Requires multiple Puppet runs

It takes several puppet runs to issue a certificate. Two Puppet runs are required to prepare the CSR on your Puppet node. Two more Puppet runs on your Puppet Server are required to sign the certificate and send it to PuppetDB. Now it's ready to be collected by your Puppet node.

The process is seamless for certificate renewals, but it takes a little time to issue a new certificate.

HTTP-01 challenge type untested

The HTTP-01 challenge type is theoretically supported, but it is untested with this module. Some additional parameters may be missing. Feel free to report issues or suggest enhancements.

Rebuilding nodes

When rebuilding or reinstalling an existing node, the module will be unable to create new or update existing certificates for this node. Instead a key mismatch will occur, because an entirely new private key will be created on the node.
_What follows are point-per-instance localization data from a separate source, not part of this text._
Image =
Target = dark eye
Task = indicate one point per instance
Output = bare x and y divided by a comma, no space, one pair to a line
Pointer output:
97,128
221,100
There is currently no way to fix this automatically #6.

The old files can be manually cleaned on the Puppet Server by running something like this:

find /etc/acme.sh -name '*NODENAME*' -type f -delete

Besides that it may also be necessary to purge the old PuppetDB contents for this node.

OS Compatibility

This module was tested on CentOS/RedHat, Ubuntu/Debian and FreeBSD. Please open a new issue if your operating system is not supported yet, and provide information about problems or missing features.

Development

Please use the GitHub issues functionality to report any bugs or requests for new features. Feel free to fork and submit pull requests for potential contributions.

Fork

This module is a fork of the excellent bzed/bzed-letsencrypt. The fork was necessary in order to use acme.sh instead of dehydrated.

License

Copyright (C) 2017-2021 Frank Wall

Based on bzed/bzed-letsencrypt, Copyright 2017 Bernd Zeimetz.

Let's Encrypt is a trademark of the Internet Security Research Group. All rights reserved.

See the LICENSE file for further information.